El sexto capítulo es la culminación explosiva de la trama. El Parcero Rodríguez, anticipando el ataque de Raúl, evacúa a Albertina y Martina a un lugar seguro a través de un pasadizo secreto y se prepara para el enfrentamiento. Mientras tanto, Raúl reúne a su comando de élite, desoyendo las advertencias del detective Benítez, quien descubre que el Parcero es un operativo de élite y no un simple expolicía.
La confrontación estalla en una violenta balacera en casa del Parcero. Actuando con precisión táctica, el Parcero aniquila a la mayor parte de los hombres de Raúl, incluyendo a Pimpina, Nico y Carlitos, resultando él herido pero protegido por su chaleco antibalas. Raúl, gravemente herido, logra escapar gracias a Benítez, quien lo lleva a su taller.
En el taller, Cuky, al ver a su padre moribundo, aprovecha la oportunidad para tomar el poder, asesinándolo a sangre fría y declarando el fin de su era. Cuky somete a Benítez, quien reconoce su nueva autoridad. Poco después, el Parcero llega al taller en busca de Raúl y, en un enfrentamiento final, neutraliza a Juanele y El Hora. Al confrontar a Cuky, lo encuentra en un estado psicótico, habiendo decapitado a su propio padre. A pesar de todo, el Parcero no lo mata, afirmando que su hijo no se lo perdonaría, y lo entrega a las autoridades.

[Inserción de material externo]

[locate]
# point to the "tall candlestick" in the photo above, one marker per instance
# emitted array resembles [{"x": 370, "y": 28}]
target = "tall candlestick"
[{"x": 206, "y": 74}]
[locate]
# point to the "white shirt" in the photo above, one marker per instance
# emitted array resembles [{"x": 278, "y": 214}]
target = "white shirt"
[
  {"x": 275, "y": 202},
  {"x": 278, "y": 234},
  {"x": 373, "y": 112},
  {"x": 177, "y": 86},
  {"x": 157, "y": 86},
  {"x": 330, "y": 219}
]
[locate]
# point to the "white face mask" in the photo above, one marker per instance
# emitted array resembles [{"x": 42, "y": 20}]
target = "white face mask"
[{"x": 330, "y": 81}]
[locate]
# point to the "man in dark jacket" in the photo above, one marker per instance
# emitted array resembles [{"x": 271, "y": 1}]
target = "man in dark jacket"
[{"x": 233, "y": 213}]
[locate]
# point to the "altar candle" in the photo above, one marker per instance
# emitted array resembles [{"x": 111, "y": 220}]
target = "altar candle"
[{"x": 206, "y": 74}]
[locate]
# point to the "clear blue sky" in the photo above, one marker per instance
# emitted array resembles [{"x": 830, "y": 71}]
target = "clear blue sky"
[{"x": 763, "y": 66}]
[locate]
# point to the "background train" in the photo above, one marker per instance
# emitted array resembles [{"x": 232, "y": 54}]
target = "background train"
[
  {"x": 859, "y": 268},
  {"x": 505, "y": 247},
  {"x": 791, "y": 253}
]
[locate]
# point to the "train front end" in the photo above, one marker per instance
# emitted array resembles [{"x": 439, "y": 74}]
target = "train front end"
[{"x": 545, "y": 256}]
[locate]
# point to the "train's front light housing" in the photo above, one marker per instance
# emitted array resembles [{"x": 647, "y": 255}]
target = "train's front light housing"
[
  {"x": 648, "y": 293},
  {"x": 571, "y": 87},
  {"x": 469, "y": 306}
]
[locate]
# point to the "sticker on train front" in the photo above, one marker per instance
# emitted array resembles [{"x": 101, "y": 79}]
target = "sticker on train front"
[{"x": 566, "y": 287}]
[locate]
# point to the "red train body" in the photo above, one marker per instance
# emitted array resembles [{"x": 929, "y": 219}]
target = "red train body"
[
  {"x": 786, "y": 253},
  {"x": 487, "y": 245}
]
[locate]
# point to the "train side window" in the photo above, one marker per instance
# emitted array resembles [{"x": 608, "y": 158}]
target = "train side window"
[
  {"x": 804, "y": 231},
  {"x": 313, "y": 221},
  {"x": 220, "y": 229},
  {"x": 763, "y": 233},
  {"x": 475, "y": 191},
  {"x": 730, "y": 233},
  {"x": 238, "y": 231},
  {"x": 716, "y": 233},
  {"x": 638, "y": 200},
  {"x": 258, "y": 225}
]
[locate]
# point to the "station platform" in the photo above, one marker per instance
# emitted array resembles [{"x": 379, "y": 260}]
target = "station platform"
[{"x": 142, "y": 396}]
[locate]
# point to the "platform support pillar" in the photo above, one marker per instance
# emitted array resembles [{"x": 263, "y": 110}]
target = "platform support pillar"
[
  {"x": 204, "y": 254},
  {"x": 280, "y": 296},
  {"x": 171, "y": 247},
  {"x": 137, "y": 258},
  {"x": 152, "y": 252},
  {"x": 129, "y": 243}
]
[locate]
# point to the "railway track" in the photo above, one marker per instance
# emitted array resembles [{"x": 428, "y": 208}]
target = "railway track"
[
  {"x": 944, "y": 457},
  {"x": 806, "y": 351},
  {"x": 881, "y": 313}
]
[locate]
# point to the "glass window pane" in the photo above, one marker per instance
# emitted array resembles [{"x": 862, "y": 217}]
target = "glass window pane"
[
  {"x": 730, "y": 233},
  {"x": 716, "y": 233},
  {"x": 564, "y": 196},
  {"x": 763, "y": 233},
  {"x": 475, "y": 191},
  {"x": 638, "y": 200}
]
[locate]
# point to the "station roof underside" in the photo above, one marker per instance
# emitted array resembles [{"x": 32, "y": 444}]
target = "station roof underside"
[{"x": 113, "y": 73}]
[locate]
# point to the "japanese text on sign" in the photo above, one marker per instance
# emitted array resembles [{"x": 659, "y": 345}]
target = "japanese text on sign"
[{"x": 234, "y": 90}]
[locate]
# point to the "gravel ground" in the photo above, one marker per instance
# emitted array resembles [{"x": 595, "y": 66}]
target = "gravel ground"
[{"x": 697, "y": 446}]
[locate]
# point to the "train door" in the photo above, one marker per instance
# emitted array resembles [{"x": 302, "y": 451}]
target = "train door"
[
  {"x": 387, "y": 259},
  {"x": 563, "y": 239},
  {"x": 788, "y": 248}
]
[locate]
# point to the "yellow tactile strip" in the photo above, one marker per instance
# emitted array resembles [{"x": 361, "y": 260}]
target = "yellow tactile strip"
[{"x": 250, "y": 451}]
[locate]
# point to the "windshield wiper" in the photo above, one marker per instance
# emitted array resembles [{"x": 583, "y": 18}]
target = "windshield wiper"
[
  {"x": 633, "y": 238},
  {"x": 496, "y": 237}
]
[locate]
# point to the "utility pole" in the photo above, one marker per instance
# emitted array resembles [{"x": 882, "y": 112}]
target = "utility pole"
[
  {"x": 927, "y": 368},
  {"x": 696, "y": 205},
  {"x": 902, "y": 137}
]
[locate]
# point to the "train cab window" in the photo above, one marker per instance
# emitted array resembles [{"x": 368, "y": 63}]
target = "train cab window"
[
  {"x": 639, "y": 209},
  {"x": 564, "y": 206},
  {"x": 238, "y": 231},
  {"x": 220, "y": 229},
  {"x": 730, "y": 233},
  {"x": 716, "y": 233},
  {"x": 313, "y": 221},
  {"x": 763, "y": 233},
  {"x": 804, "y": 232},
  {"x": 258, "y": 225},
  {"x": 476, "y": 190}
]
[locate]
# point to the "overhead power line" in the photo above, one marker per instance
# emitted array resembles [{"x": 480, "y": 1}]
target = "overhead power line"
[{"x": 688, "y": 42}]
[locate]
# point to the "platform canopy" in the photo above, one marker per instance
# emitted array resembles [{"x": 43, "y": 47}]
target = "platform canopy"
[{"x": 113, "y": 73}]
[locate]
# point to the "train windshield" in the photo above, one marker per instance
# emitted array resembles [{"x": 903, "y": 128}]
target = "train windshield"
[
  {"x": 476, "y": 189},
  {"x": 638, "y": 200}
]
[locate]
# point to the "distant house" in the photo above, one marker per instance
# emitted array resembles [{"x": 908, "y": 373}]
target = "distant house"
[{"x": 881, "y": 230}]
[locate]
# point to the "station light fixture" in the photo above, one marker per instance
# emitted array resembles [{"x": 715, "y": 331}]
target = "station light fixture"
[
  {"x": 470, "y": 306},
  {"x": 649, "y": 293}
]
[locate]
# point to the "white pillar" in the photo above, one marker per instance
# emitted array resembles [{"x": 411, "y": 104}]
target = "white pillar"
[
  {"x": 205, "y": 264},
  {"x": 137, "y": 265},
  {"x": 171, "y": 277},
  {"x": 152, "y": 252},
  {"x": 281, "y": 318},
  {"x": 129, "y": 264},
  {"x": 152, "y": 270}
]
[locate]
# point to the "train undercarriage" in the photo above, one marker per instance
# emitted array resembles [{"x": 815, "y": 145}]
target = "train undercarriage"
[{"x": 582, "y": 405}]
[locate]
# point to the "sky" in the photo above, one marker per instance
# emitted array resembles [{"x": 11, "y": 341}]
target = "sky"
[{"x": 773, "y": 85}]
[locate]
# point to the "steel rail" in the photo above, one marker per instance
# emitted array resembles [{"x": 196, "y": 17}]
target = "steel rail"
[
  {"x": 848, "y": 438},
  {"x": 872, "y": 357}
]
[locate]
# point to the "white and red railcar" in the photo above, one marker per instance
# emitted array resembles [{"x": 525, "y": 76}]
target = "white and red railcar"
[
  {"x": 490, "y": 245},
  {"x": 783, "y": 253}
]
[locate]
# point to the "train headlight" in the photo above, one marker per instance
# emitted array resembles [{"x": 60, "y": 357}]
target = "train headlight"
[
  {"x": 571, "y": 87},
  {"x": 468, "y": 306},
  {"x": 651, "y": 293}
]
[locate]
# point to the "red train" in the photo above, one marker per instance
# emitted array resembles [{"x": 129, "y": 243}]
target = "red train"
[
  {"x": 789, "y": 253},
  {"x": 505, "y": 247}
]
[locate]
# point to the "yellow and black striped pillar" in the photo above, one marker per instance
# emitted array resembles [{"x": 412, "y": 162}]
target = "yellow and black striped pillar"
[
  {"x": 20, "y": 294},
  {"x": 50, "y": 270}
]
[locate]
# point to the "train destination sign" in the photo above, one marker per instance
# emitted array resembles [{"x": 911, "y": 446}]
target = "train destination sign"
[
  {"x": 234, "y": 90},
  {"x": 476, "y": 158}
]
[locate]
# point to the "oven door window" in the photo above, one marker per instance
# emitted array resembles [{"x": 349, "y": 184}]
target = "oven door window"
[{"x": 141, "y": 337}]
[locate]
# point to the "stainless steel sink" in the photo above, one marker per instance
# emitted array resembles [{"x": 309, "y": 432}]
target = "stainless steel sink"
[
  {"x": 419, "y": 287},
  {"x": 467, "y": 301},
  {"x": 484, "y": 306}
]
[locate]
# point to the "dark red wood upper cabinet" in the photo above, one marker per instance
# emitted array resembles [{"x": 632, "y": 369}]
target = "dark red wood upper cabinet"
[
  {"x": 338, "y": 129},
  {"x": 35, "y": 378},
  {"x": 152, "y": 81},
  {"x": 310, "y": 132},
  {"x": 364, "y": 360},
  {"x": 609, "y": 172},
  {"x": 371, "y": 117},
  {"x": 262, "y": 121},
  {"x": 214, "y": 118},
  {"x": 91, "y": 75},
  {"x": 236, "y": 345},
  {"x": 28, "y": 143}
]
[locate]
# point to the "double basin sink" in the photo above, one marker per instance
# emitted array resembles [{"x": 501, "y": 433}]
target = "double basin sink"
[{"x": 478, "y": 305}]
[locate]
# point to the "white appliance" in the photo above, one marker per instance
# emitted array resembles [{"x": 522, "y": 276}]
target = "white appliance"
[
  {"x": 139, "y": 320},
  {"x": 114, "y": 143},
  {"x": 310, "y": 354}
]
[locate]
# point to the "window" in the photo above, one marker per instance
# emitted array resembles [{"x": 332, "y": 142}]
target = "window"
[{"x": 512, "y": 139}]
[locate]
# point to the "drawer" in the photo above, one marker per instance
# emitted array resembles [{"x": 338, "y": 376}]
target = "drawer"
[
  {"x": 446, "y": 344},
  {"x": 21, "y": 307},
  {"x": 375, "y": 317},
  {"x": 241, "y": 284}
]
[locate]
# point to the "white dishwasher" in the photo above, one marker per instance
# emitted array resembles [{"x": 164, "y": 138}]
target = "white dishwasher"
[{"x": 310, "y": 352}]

El capítulo cierra con las consecuencias: Cuky es internado en un psiquiátrico; Benítez, Pérez y el Comisario Cárdenas son arrestados por corrupción; Lucas Paredes es liberado; Benítez y Pérez son asesinados en prisión; el "Capi" sufre una brutal represalia que termina con su carrera; y el Parcero, tras enterrar a Ramiro, recibe una misteriosa invitación para continuar su labor como justiciero.